Good Hang with Amy Poehler · Sarah Sherman · June 16, 2026
Sherman Credits Loving Parents for Her Confidence After Michaels Observation
Good Hang with Amy Poehler
Good Hang with Amy Poehler
Sarah Sherman
"He said, like, after I did, I think, a squirrel or some fucking animal, he said, when you did that, I could tell you were loved as a child. And I was like, clocked."

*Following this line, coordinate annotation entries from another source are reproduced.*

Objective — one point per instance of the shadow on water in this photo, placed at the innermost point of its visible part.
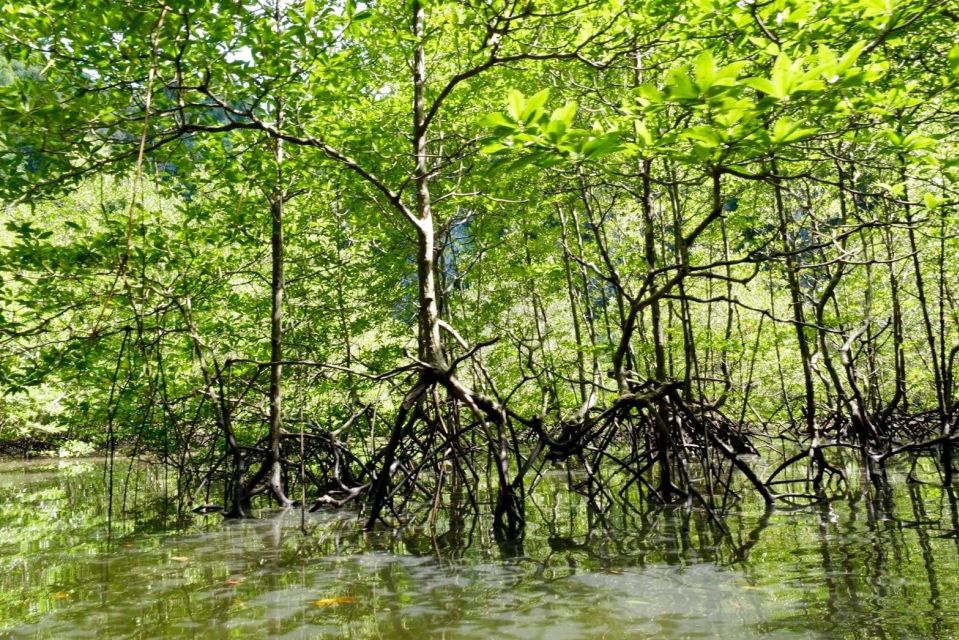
(869, 565)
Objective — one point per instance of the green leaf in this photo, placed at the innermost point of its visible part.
(516, 104)
(534, 107)
(785, 130)
(565, 114)
(494, 120)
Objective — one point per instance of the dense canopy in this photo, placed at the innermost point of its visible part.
(349, 253)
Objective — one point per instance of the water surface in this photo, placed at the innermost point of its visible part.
(864, 566)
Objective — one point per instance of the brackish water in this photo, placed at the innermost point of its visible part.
(863, 566)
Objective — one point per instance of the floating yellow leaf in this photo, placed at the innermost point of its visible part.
(331, 602)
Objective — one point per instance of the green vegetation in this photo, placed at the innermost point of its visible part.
(360, 253)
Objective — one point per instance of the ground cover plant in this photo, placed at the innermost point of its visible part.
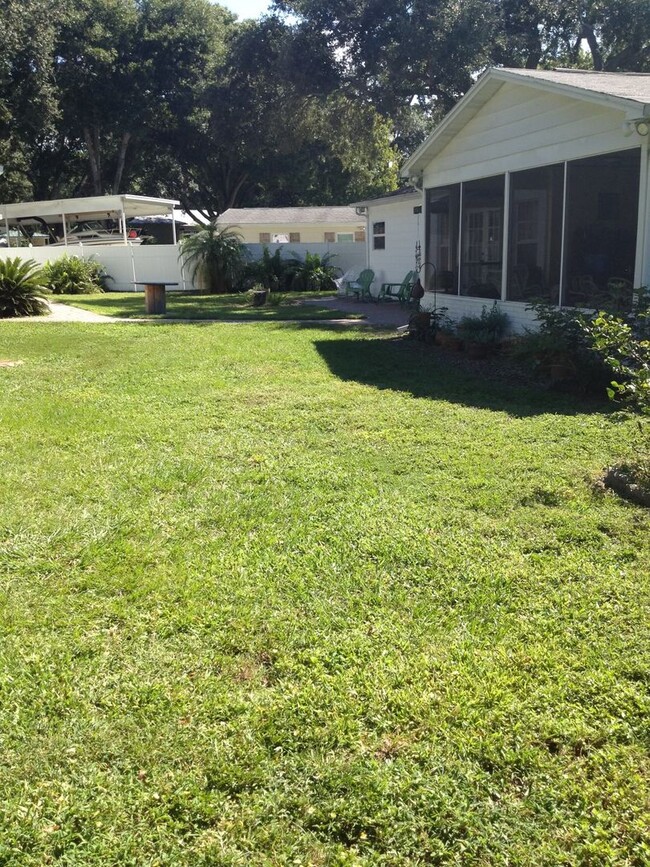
(277, 594)
(187, 305)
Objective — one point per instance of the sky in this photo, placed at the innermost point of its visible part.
(246, 8)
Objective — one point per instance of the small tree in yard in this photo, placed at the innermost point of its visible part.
(22, 286)
(625, 348)
(216, 256)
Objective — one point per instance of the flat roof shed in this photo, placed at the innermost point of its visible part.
(117, 207)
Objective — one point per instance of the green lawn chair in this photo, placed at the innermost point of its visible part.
(360, 287)
(398, 291)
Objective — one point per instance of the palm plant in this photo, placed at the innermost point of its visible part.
(21, 288)
(216, 256)
(313, 274)
(271, 271)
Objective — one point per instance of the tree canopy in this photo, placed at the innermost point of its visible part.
(313, 104)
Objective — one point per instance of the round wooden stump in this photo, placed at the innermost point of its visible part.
(155, 299)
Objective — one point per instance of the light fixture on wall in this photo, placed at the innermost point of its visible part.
(639, 125)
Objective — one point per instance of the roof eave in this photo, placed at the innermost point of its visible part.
(491, 81)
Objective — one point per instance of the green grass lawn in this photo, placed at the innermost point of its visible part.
(281, 595)
(185, 305)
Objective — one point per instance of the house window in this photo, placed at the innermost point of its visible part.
(601, 229)
(535, 241)
(482, 238)
(379, 236)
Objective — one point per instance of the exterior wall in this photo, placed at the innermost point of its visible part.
(160, 263)
(403, 228)
(521, 128)
(310, 233)
(343, 256)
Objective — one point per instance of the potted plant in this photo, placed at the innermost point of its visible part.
(215, 257)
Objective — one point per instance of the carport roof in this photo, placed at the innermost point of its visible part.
(88, 208)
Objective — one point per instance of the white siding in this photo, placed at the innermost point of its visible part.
(520, 128)
(403, 229)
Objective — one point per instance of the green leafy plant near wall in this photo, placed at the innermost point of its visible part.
(71, 275)
(624, 346)
(314, 273)
(21, 288)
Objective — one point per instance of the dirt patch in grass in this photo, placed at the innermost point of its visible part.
(625, 481)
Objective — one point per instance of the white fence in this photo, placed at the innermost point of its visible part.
(160, 263)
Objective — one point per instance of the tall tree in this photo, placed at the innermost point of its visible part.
(28, 100)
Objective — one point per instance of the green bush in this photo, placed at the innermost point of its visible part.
(215, 256)
(314, 273)
(270, 271)
(560, 349)
(624, 347)
(70, 275)
(21, 287)
(488, 329)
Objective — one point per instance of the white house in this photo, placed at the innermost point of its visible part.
(394, 224)
(535, 186)
(338, 224)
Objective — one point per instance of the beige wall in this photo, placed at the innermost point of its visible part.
(309, 233)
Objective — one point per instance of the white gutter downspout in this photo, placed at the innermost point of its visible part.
(123, 218)
(506, 232)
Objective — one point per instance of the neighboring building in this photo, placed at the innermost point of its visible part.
(328, 225)
(535, 186)
(394, 226)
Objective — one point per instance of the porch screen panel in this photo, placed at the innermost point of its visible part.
(443, 212)
(482, 238)
(535, 236)
(601, 228)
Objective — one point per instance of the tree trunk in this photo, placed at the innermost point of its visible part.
(590, 36)
(121, 160)
(91, 137)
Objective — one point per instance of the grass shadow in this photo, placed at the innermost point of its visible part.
(431, 373)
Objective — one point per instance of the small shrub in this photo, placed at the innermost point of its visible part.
(271, 271)
(70, 275)
(314, 273)
(214, 256)
(625, 348)
(560, 349)
(21, 287)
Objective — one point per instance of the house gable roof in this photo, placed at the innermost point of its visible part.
(630, 92)
(403, 194)
(269, 216)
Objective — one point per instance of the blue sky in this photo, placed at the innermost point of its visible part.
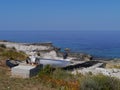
(59, 14)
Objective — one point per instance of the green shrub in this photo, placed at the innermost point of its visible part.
(3, 45)
(100, 82)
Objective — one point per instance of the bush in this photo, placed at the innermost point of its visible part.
(100, 82)
(2, 45)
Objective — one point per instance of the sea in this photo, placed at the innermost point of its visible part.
(104, 43)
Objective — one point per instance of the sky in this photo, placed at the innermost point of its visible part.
(59, 15)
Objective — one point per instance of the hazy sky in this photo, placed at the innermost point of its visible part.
(59, 14)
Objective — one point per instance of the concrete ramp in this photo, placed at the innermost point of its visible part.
(25, 71)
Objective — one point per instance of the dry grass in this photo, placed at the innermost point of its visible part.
(9, 83)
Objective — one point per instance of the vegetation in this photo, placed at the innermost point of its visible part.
(61, 79)
(117, 66)
(11, 53)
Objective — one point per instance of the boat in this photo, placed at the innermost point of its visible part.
(51, 62)
(12, 63)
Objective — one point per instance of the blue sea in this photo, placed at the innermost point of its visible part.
(97, 43)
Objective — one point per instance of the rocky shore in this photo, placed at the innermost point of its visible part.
(110, 67)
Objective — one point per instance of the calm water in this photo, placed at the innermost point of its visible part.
(97, 43)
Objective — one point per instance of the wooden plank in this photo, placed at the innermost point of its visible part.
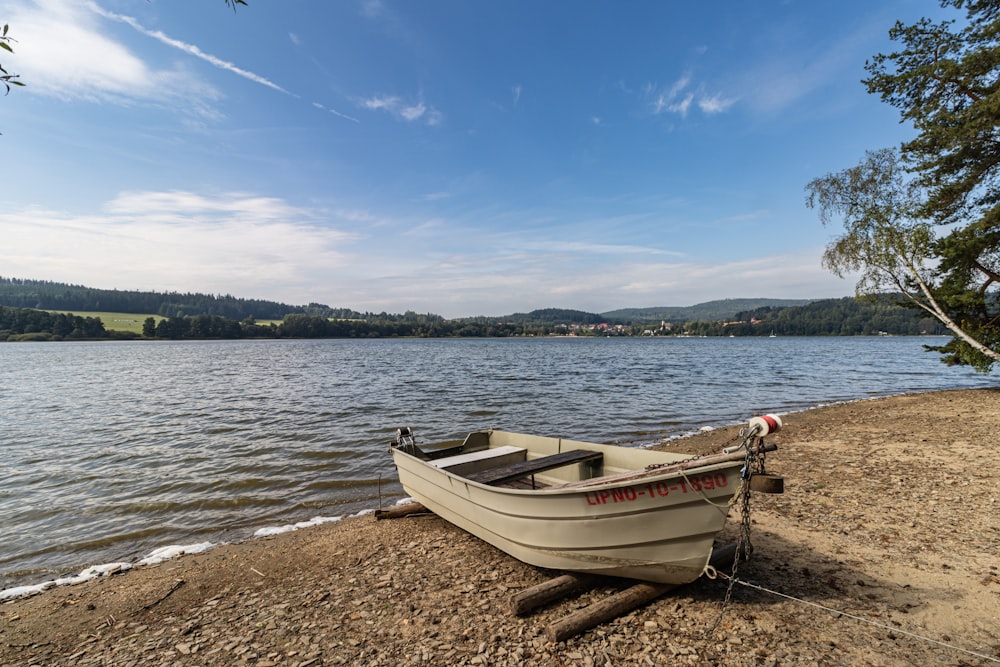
(690, 464)
(623, 602)
(548, 591)
(523, 469)
(400, 511)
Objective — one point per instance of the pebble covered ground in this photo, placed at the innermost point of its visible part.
(887, 540)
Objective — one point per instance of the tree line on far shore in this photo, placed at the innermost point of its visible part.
(828, 317)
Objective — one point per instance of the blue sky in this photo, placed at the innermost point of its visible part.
(459, 157)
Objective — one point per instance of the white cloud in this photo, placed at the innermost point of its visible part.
(396, 107)
(234, 243)
(679, 98)
(68, 52)
(264, 247)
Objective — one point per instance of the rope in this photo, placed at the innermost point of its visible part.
(861, 619)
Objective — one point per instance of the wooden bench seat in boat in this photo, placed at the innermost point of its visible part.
(469, 463)
(513, 471)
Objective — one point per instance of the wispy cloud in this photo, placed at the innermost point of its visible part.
(69, 54)
(322, 107)
(681, 96)
(233, 242)
(190, 49)
(401, 110)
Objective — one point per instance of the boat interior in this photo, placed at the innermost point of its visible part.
(509, 466)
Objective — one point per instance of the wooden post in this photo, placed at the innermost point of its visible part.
(548, 591)
(400, 511)
(623, 602)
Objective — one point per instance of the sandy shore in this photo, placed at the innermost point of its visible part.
(891, 516)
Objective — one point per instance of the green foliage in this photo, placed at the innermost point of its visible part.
(16, 323)
(884, 238)
(945, 81)
(6, 78)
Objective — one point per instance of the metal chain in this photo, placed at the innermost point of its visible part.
(753, 464)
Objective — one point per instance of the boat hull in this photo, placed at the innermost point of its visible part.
(652, 527)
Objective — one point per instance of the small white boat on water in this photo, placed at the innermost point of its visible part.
(580, 506)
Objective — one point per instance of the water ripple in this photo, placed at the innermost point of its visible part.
(114, 449)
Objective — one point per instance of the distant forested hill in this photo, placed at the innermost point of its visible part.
(722, 309)
(46, 295)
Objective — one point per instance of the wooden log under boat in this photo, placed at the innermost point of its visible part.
(623, 602)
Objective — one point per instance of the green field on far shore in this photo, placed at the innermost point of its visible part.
(130, 322)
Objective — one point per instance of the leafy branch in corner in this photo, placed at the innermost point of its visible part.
(7, 78)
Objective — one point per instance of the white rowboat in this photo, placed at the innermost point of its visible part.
(579, 506)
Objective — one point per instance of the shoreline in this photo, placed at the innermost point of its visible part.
(76, 574)
(887, 516)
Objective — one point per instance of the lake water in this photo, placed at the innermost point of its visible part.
(110, 450)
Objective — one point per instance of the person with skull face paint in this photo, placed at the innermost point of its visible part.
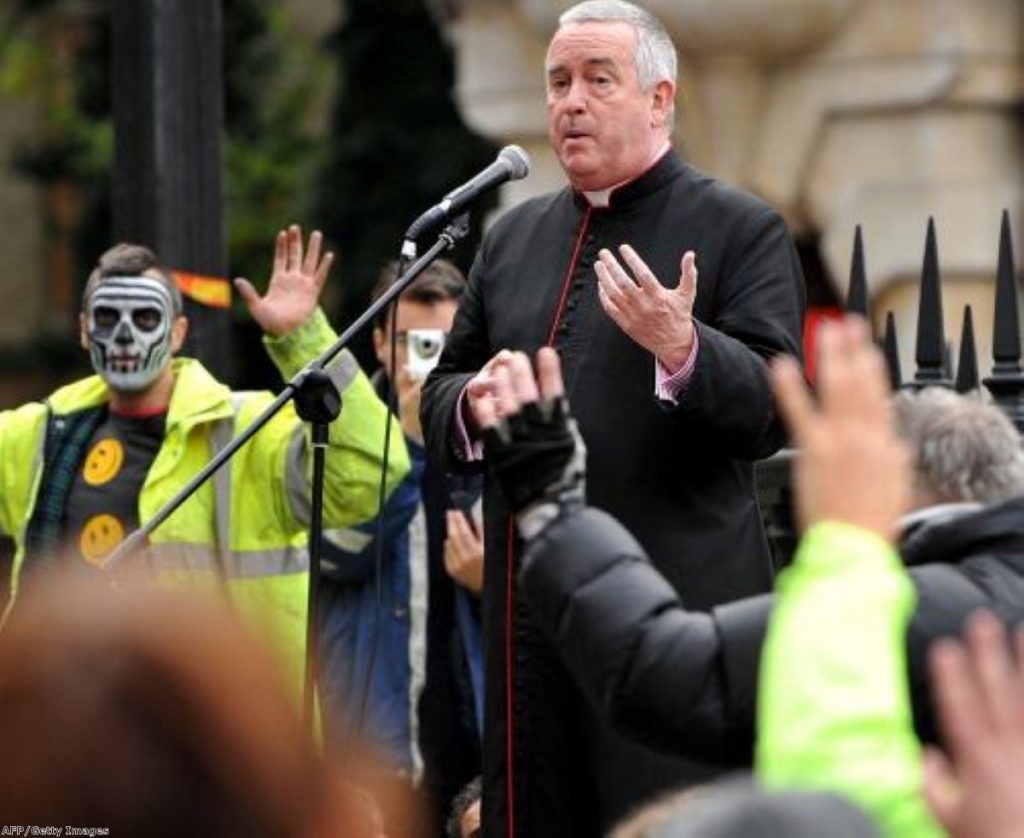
(83, 468)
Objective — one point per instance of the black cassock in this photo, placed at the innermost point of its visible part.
(679, 477)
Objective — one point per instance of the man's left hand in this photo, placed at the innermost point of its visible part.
(295, 285)
(658, 319)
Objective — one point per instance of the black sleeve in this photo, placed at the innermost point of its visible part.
(757, 312)
(651, 668)
(466, 350)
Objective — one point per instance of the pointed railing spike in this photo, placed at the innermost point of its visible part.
(856, 299)
(890, 347)
(968, 379)
(1006, 329)
(1007, 381)
(931, 338)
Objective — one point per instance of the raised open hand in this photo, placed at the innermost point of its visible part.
(658, 319)
(295, 284)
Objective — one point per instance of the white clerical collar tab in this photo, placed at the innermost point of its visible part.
(601, 198)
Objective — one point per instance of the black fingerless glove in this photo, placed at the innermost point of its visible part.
(539, 459)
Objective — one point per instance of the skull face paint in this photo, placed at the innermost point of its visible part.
(129, 328)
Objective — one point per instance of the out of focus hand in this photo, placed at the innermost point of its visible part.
(850, 465)
(410, 393)
(977, 789)
(481, 393)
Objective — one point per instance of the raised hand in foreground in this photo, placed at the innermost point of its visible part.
(976, 789)
(530, 443)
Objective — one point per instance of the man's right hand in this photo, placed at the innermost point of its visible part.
(481, 393)
(531, 444)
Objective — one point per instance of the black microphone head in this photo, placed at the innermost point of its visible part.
(517, 161)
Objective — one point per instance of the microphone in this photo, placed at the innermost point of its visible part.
(512, 164)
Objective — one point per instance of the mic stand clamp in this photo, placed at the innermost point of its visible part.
(318, 403)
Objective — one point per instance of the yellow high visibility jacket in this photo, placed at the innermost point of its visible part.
(249, 520)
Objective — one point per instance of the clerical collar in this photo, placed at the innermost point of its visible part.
(600, 199)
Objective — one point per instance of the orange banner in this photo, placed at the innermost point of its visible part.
(212, 291)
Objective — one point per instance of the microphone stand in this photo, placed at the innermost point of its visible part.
(316, 402)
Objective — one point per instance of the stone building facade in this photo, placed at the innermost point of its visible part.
(881, 113)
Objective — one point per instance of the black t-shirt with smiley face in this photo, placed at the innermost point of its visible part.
(102, 506)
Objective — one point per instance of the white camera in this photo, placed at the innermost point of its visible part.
(423, 350)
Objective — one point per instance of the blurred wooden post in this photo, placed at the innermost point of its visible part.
(168, 105)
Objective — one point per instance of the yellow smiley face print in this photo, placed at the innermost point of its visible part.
(100, 535)
(103, 461)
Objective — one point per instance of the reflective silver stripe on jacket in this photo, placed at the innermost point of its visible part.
(233, 563)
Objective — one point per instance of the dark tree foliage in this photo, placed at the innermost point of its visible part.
(397, 141)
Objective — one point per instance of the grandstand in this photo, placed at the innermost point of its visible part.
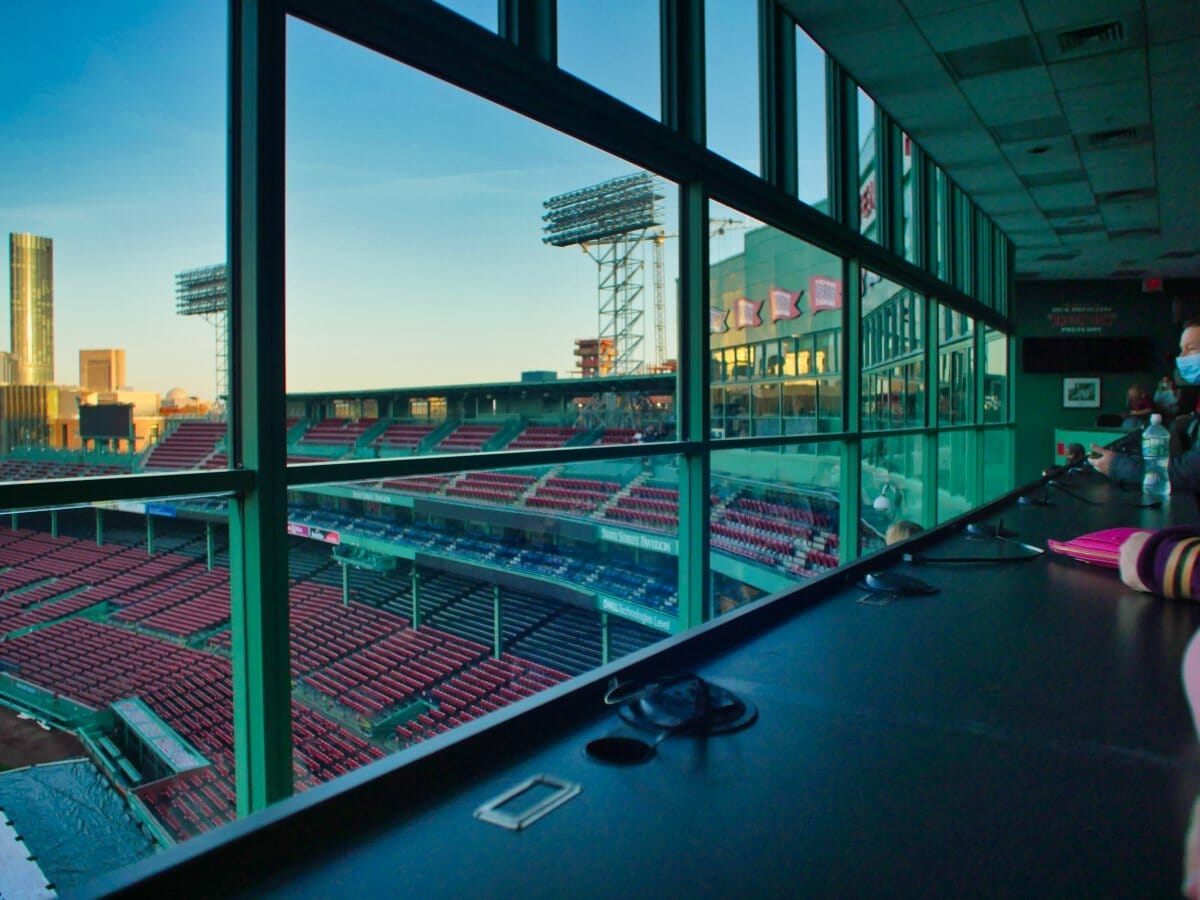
(417, 604)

Lorne Michaels told Sarah Sherman he could tell from her performance that she was loved as a child. Sherman acknowledged this and later reflected on loving parents privilege as the source of her confidence, saying unconditional parental support creates scaffolding that allows performers to take risks without fear of losing their family.

About this episode

Amy Poehler hosts SNL cast member Sarah Sherman for a wide-ranging conversation covering Sherman's unconventional path to mainstream comedy success. Sherman, who just completed her fifth season on SNL and released an HBO special titled Sarah Squirm: Live and in the Flesh, discusses her roots in Chicago's DIY performance art scene, her early failures auditioning for SNL at age 22, and how Lorne Michaels personally vetoed her stage name Sarah Squirm when she was hired. The episode reveals Sherman's creative process working from the outside in through costumes and prosthetics rather than character motivation, a method she now questions after five seasons. Poehler, drawing on her own SNL experience, probes Sherman's relationship with confidence, failure, and her unique aesthetic that blends body horror with comedy. Sherman credits her supportive parents for giving her the foundation to take creative risks and discusses working with makeup legend Louis Zakarian on elaborate transformations. She opens up about recurring stress dreams involving missing writing deadlines and disappointing authority figures. The conversation also touches on Sherman's collaboration with John Waters for her special, her love of Real Housewives and soap operas, and her early comedy shows in basements with names like Hell Trap Nightmare featuring extreme performance art. Poehler and Sherman share a mutual appreciation for using comedy to pressure societal norms around femininity and disgust while maintaining warmth and accessibility.